Somehow those four words altered her entire New York existence. Somehow the result of this unusually bizarre pickup line, secured her a place in one those tight cliques of friends she thought only existed on television. She liked the three of them at once. Marshall and Lilly and Ted, Ted especially. Ted, who after one date fancied himself in love with her. She'd laughed it off then. He didn't know her, she rationalized, he was in love with the idea of her. And part of her hated that she wasn't in love with the idea of him. He was in the right age bracket, he had a good job, he was attractive in a John Cusack sort of way, and he wanted to settle down, to make a commitment, to start a family. Part of her was terrified that she didn't want any of those things, but the other part knew wholeheartedly that she didn't, at least not now. She though that his infatuation with her would fade, he would realize that she wasn't his perfect girl, she couldn't be the perfect girlfriend or the perfect wife. She figured that he would move on, and she would want him to, and he would love her as only a friend. Because that's all she could handle from Ted. But here she was, they were friends for one year, and dating for seven months, and he still looked at her with the same adoration he had that first night when he'd uttered perhaps the most frightening phrase she'd ever heard. And now she loved him too, he'd broken down her defenses enough for her to admit that. She loved him. But she was not as disillusioned as he. So now she was distraught and heartbroken because they had tried and it hadn't worked. And she was forced to realize her actual greatest fear.
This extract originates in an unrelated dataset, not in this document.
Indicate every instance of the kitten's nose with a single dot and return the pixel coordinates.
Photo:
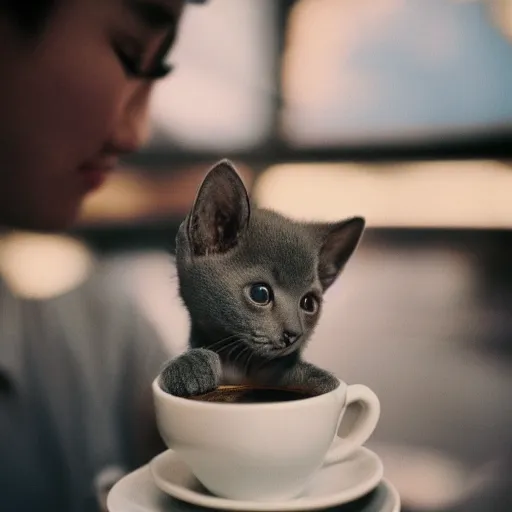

She had liked the three of them when she met them, Marshall, Lilly, and Ted. Marshall had a certain goofy charm, it was obvious that he loved Lilly and cared about Ted like a brother. Lilly was fun and beautiful and caring, and loved Marshall back just as hard, despite her lapse in judgment. They both realized that Ted held them together in a lot of ways, he'd been there for their entire relationship and they really could not cope without him. When she first met them, she didn't realize there was another member of this group. They were so close knit, relied so exclusively on each other, where would anyone else fit. She was so wrapped up in this presumption that she forgot that the voice behind the infamous "have you met, Ted?" was not Marshall's. She was not prepared for Barney. Somehow, he fit into the group so effortlessly, despite his differences. She often wondered where he came from, why he was such an integral part of the group against all reason. Ted told her the story once, about how Barney had just decided that he would teach Ted how to live. And just like that with one line he was into the group. And with one line, he'd gotten Robin in too. When she saw Barney she sometimes saw some of herself in him, that's why she resisted getting too close. Part of her was inexplicitly drawn to him. One night of hanging out with him, when it was Marshall and Lilly's 9 year anniversary and Ted was trying to sleep with Victoria, she saw what it would be like to let herself succumb to Barney's life style, and she mostly loved it. But back then she still had the possibility of Ted, and she knew that if she yielded to Barney she could never have him. So she pulled back. And again when her break-up with Ted was so new, and she's so disheartened that it didn't work out, as she caught Barney's eye at Marshall and Lilly's wedding, she felt herself being seduced into his world. So she ran to Argentina, to try to change and get over Ted, and she comes back convinced she's a new person. But she finally comes to her senses, dumps Gael and does what she wants. She suits up, and meets Barney for a drink.